Aim: Describe the number of women in the bleeding disorder database from June 2018 to December 2022 with Hemophilia A (HemA), Hemophilia B (HemB) and Von Willebrand Disease (VWD) with respect to number on prophylaxis to prevent bleeds. Specific factor levels and subtype of VWD were not gathered as part of this project. Rather, patients were offered prophylaxis based on symptoms of bleeding. Prophylaxis is defined as treatment to prevent bleeding associated with day-to-day activity, but not prior to planned procedures. The type of treatment was recorded, type of access if needed (peripheral intravenous access v. central venous access) and why treatment was started.
Results: Among 101 female patients in the BMDACC bleeding disorder database, 64 had a diagnosis of HemA, HemB or VWD. Among HemA, 13 of 17 (76%) were on prophylaxis with factor replacement or emicizumab. Joint bleeding and pain were the most common reasons for starting prophylaxis in 6 of 13 patients and menorrhagia was the second most common in 3 patients. Among HemB, 2 of 4 (50%) were on factor replacement. Rectal bleeding and menorrhagia were reasons to start prophylaxis.
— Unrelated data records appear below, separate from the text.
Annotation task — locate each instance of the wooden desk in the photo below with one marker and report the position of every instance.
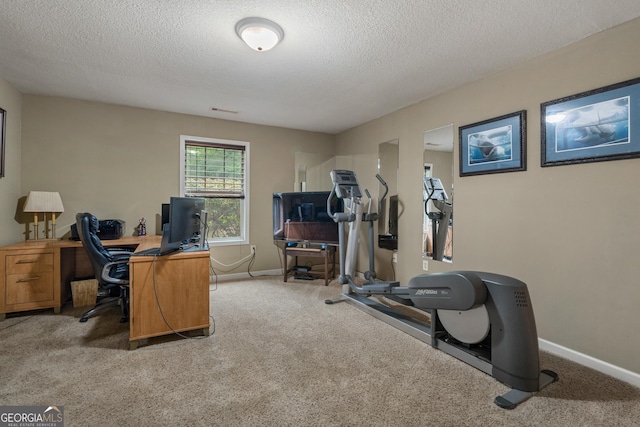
(328, 253)
(168, 294)
(36, 274)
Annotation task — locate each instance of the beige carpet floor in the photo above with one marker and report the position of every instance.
(279, 356)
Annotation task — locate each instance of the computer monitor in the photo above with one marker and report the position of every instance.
(184, 218)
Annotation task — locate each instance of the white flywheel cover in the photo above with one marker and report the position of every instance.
(469, 326)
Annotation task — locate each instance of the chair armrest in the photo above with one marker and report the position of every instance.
(110, 279)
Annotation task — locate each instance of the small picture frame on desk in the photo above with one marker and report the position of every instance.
(3, 125)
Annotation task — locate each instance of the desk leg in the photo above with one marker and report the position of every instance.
(286, 269)
(326, 267)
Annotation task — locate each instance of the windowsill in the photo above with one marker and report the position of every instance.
(226, 242)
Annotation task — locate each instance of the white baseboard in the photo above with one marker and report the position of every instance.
(245, 275)
(591, 362)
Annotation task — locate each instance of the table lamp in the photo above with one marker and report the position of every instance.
(44, 201)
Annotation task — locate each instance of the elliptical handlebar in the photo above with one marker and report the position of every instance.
(386, 190)
(338, 216)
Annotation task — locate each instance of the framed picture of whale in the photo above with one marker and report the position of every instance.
(593, 126)
(495, 145)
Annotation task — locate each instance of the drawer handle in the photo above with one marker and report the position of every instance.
(29, 279)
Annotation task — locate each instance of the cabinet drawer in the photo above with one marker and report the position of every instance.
(29, 263)
(28, 288)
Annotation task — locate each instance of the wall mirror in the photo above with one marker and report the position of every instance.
(388, 169)
(312, 171)
(437, 215)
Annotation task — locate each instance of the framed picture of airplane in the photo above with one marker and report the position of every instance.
(592, 126)
(494, 145)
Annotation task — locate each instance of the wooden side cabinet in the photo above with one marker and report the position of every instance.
(30, 278)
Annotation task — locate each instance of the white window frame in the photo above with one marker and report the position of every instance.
(244, 203)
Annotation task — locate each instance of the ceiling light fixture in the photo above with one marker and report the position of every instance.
(259, 34)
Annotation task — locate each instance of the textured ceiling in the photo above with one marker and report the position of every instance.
(341, 63)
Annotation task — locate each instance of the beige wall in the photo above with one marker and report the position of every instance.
(11, 102)
(121, 162)
(572, 233)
Among VWD, 24 of 43 (56%) were on prophylaxis with one or more of the following treatments: factor replacement, desmopressin or antifibrinolytic replacement. Menorrhagia was the most common reason for starting prophylaxis in 13 of 24 patients and joint bleeding was the next most common in 4 patients. Additional reasons were trauma, mucocutaneous, urinary tract bleeding, and bleeding during pregnancy.
Patients with VWD were much more likely to require central IV access in the form of a chest port-a-cath 14 of 43 (33%) than patients with HemA or HemB, of which no patients required central access. Patients with HemA or HemB were more likely to use factor replacement than VWD to prevent bleeding symptoms.
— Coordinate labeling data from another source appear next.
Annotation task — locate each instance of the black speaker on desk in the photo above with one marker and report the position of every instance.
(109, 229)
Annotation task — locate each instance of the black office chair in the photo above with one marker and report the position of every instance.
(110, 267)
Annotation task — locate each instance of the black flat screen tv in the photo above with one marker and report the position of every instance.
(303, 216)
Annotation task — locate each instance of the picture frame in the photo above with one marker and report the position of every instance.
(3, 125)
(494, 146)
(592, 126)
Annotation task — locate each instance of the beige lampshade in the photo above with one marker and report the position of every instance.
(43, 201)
Patients with VWD were more likely than patients with HemA or Hem B to have a diagnosis prior to age 18; VWD had 16 of 43 (37%), HemA had 3 of 17 (18%) and HemB had 0 of 4 (0%).
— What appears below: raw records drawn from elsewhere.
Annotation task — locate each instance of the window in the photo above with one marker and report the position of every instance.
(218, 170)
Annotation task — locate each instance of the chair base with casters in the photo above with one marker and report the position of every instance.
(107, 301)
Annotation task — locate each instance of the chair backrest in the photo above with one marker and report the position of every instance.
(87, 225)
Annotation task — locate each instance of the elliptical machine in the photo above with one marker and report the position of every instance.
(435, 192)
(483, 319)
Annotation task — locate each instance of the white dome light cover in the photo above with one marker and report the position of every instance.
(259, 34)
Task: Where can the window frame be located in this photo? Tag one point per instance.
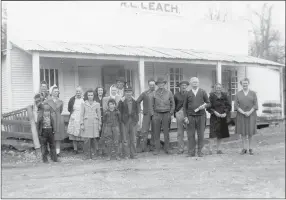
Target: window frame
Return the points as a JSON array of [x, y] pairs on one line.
[[175, 72]]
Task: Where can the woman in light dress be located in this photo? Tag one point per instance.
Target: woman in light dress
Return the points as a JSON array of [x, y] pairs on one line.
[[74, 107], [246, 105]]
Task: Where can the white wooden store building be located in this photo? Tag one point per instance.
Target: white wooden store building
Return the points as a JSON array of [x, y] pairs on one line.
[[171, 49]]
Conclusions: Female patients with inherited bleeding disorders have bleeding symptoms that may require the initiation of routine treatment to prevent bleeding and should be offered treatment with hemostatic agents to prevent bleeding when bleeding frequency exceeds more than 1 or 2 bleeds per year. Heavy menstrual bleeding, joint bleeding, joint pain, gastrointestinal and genitourinary bleeding are reported in this patient population as reasons to start prophylaxis with hemostatic agents. Further study is underway to assess the efficacy of starting prophylaxis in these patients. In the Author's experience, once factor replacement is started, patients are pleased with the change in their health status after initiation of treatment and continue to be compliant with treatment recommendations although they may have difficulty in administering those treatments. Patients with VWD were much more likely than those with HemA or HemB to require placement of a central venous access device. Further study into this observation is needed to understand why this is so.